EMR job failing

Hi all,

I have a stream-enrich EMR job that consistently fails at the shredding step. While debugging we see that our enriched/good bucket has ~280K files but 0 data. They look to be all directories.

Thank you for the help!

Hi @matt.miller,

That appears to be “shredded:good”, not “enriched:good” bucket. I believe you have the empty directories like “run=YYYY-MM-DD-hh-mm-ss”. Those are the directories left over by S3DistCp utility that moves the files.

It’s a good idea to run some maintenance on both “shredded:good” and “enriched:good” buckets and delete any empty directory and files. Once accumulated, they can cause a problem as it becomes hard to scan them all.

Could you, please, delete anything in the s3://pixel-shared-tenant-emr-30q5/comair-stream/shredded/good/ (shredded:good) bucket?

Could you also show a similar screenshot for s3://pixel-shared-tenant-emr-30q5/comair-stream/enriched/good (enriched:good bucket)?

Here is the correct screenshot. I cleaned out the shredded/good bucket.

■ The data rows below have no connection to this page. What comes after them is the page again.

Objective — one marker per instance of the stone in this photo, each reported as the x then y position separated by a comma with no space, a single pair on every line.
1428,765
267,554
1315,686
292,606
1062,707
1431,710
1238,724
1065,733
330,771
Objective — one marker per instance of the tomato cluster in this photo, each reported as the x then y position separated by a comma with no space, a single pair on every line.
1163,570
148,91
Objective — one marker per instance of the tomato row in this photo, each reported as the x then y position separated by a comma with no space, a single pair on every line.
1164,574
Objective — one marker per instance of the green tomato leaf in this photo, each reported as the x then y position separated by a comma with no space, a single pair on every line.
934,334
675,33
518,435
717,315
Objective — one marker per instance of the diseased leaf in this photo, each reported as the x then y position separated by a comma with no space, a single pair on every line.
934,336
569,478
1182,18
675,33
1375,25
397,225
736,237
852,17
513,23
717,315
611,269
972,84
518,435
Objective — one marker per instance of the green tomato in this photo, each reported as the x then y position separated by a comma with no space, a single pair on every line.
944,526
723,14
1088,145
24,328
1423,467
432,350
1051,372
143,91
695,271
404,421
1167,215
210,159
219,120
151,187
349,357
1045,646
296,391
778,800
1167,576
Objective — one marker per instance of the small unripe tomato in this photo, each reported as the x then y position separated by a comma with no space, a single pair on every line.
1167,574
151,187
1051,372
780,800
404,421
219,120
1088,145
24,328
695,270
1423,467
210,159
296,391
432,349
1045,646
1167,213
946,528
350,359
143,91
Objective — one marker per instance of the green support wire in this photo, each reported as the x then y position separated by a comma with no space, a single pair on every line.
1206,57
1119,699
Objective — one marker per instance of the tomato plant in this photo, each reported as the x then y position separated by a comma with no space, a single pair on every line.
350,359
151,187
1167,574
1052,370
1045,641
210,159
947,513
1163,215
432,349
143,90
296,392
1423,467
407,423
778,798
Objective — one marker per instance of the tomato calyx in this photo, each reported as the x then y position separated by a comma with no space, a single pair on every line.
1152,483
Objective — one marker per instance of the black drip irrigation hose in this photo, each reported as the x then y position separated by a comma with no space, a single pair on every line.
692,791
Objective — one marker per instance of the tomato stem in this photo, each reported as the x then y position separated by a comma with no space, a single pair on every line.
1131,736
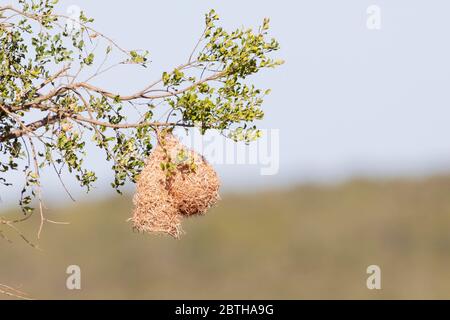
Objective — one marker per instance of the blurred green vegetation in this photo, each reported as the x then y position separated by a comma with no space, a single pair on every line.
304,242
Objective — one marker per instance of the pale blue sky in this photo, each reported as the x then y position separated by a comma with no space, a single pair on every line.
349,101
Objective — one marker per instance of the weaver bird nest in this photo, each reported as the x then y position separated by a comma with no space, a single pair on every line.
175,183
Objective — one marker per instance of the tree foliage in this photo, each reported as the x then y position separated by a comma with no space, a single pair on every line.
50,109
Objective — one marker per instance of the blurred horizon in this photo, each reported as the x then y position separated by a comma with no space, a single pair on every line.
348,102
307,242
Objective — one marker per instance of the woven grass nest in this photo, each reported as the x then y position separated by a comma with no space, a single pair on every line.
175,183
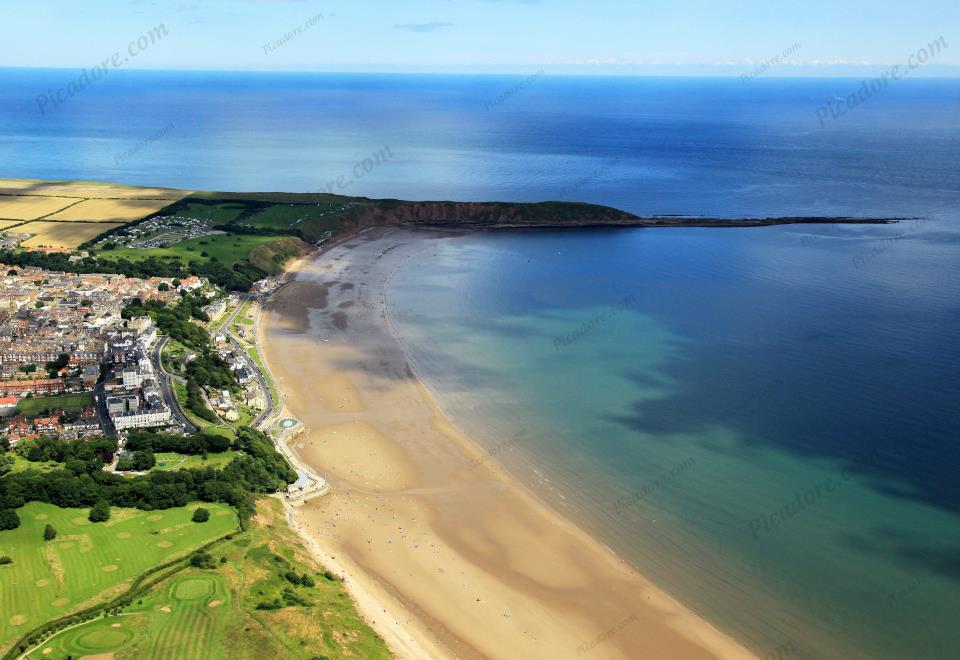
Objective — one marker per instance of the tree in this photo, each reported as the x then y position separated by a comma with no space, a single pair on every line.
9,519
100,512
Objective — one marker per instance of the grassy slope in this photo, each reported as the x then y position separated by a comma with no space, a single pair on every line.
227,248
50,579
176,619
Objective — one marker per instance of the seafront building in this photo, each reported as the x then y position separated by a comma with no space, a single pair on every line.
63,333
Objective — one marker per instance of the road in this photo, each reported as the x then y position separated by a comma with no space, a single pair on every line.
164,380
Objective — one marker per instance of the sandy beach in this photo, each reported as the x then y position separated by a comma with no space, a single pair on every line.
446,554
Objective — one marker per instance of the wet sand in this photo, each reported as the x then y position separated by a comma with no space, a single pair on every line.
447,555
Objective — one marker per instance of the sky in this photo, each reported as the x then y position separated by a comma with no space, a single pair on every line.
603,37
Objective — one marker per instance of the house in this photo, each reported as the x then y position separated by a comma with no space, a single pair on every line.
8,404
22,387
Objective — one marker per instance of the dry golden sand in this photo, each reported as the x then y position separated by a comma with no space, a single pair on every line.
445,561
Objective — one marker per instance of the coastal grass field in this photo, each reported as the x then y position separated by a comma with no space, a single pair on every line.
62,235
87,561
212,613
62,215
175,461
67,402
228,249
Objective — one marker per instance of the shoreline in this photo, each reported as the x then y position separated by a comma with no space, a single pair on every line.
527,579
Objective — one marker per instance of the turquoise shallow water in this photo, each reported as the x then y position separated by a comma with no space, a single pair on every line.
674,390
761,420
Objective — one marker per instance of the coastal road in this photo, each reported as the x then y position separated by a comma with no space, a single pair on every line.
261,379
166,386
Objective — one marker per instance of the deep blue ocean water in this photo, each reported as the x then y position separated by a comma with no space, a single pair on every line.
764,421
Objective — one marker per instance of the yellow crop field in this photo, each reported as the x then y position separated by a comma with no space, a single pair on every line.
109,210
30,207
63,234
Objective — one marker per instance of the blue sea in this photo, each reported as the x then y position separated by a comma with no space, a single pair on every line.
764,421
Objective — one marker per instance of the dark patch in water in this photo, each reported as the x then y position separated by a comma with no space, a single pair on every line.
293,302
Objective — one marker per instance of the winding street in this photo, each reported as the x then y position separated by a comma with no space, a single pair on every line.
164,381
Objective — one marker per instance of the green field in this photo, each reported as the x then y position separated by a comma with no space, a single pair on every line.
67,402
228,249
20,464
174,461
293,215
215,214
176,620
87,560
200,614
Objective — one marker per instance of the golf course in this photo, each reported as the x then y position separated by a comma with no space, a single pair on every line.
87,562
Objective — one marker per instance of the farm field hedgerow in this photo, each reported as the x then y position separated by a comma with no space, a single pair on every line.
48,579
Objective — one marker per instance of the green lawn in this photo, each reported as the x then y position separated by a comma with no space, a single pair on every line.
180,391
200,614
219,214
228,249
66,402
174,461
176,620
293,215
87,560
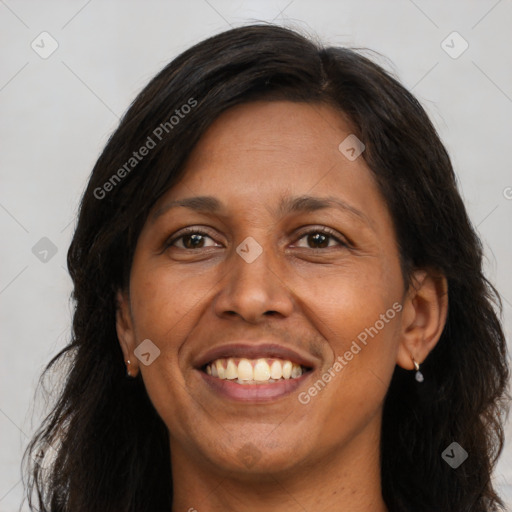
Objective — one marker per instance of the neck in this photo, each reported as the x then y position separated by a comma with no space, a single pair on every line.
347,479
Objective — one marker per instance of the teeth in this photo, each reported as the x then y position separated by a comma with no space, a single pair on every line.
276,370
231,370
287,369
252,371
261,370
245,371
220,369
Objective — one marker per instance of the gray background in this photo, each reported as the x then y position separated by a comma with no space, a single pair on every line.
57,113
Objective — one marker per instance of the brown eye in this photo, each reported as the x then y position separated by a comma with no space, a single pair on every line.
319,238
190,240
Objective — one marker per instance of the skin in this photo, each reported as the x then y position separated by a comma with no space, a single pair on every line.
315,295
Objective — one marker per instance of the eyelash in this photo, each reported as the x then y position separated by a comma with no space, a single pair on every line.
194,231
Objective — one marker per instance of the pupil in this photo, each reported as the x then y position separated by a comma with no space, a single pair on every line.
316,237
195,238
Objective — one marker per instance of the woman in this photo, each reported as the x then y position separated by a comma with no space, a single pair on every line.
279,300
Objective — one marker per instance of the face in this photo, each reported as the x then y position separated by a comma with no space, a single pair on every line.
255,279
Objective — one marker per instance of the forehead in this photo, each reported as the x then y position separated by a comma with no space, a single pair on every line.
256,154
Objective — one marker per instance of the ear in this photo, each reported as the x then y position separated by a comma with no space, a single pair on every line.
125,330
423,318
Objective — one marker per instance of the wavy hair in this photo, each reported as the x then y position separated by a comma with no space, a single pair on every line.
111,448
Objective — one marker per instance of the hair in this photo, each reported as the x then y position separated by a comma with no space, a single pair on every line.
111,446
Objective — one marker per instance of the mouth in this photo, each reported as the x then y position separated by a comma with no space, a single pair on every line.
254,373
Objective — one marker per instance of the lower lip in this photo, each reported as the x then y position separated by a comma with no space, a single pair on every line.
254,392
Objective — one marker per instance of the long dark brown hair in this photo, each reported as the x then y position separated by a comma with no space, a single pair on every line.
111,446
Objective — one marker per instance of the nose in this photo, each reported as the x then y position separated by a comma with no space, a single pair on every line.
253,289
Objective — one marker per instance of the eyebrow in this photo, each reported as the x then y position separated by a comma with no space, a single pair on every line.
296,204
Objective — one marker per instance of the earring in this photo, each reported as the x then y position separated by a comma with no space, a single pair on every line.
128,368
419,376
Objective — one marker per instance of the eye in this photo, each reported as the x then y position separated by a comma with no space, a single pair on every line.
320,237
191,239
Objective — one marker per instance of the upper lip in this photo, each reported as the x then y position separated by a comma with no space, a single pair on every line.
254,351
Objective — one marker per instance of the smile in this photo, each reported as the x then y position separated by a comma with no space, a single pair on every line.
254,371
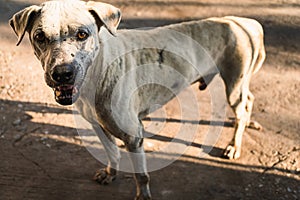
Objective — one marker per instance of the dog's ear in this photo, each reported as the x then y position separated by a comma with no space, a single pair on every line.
105,14
22,20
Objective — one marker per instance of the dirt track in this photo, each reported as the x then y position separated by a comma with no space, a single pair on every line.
42,156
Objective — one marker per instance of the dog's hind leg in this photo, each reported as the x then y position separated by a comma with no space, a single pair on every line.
238,94
108,174
250,123
138,158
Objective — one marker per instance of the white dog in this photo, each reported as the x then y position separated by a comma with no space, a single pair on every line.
114,78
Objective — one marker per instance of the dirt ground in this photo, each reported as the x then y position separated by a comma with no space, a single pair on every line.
42,156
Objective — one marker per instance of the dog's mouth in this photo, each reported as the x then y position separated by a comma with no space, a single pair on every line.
66,94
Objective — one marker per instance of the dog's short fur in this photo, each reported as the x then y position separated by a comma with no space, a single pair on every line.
99,69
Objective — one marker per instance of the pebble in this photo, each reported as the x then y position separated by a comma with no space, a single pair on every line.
17,122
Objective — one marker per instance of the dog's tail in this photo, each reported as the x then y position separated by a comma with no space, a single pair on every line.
256,36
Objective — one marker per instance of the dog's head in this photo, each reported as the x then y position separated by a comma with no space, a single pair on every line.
64,35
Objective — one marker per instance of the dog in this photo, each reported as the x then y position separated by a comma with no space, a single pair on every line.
88,63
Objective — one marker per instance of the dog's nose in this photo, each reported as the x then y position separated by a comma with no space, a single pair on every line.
63,73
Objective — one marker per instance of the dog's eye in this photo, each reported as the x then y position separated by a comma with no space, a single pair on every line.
40,37
82,35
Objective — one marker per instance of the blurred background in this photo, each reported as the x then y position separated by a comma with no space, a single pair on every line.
42,156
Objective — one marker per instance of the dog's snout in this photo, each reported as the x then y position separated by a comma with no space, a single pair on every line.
63,73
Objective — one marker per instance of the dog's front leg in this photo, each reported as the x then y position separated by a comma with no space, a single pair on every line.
108,174
137,155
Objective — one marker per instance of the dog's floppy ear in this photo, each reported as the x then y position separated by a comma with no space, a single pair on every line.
21,21
105,14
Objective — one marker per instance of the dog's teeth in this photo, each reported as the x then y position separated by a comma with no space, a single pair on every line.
74,90
57,93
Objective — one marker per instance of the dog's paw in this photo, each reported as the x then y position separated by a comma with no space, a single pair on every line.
232,152
254,125
103,177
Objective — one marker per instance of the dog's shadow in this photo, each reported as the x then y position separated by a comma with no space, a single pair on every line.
213,151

@matt.miller, that is a lot of data to process in one go in the batch job. I assume that is exceptional, and got accumulated due to the issue with shredding you encountered. I also expect you to have lots of empty folders in “enriched:good” bucket. Therefore, my recommendation would be

  1. Delete all the empty “run=…” folders. Only one of them with most recent timestamp would contain enriched data. Make sure you do not delete that folder
  2. Split your accumulated enriched data into two. That is, just move half of it temporarily to some other location and thus leaving in “enriched:good”, say, 5-6 GB.

Still, to process this volume of data, you need to configure your EMR cluster and the Spark job appropriately. The default configuration is not suitable, as your bumped EMR cluster will be underutilized. For clarity, here’s the “default” Spark configuration, which is OK for a small EMR cluster

    yarn.resourcemanager.am.max-attempts: '1'
    maximizeResourceAllocation: 'true'

What you need to have in your config.yaml file in order to process 5-6 GB of data is the following.

    yarn.nodemanager.vmem-check-enabled: "false"
    yarn.nodemanager.resource.memory-mb: "256000"
    yarn.scheduler.maximum-allocation-mb: "256000"
    maximizeResourceAllocation: "false"
    spark.dynamicAllocation.enabled: "false"
    spark.executor.instances: "49"
    spark.yarn.executor.memoryOverhead: "3072"
    spark.executor.memory: "22G"
    spark.executor.cores: "3"
    spark.yarn.driver.memoryOverhead: "3072"
    spark.driver.memory: "22G"
    spark.driver.cores: "3"
    spark.default.parallelism: "588"

The above is the Spark configuration for the EMR cluster with 5 x r5.8xlarge core nodes to be able to process 5-6 GB of enriched (gzipped) files, no more than that.

Bear in mind that different in size EMR cluster requires different Spark configuration to be efficient and sufficient to process that enriched data at hand. If you let us know what the typical volume of your data (size of enriched files you usually process) is we can advise what EMR cluster and the Spark configuration should be.

Give it a go and see if that works. Surely, you would need to run EmtEtlRunner from the “shred” step (with --skip staging_stream_enrich). If that works, move the other half of the files to “enriched:good” bucket and run EER from shred again.

Hopefully, that works.

Thank you @ihor this worked.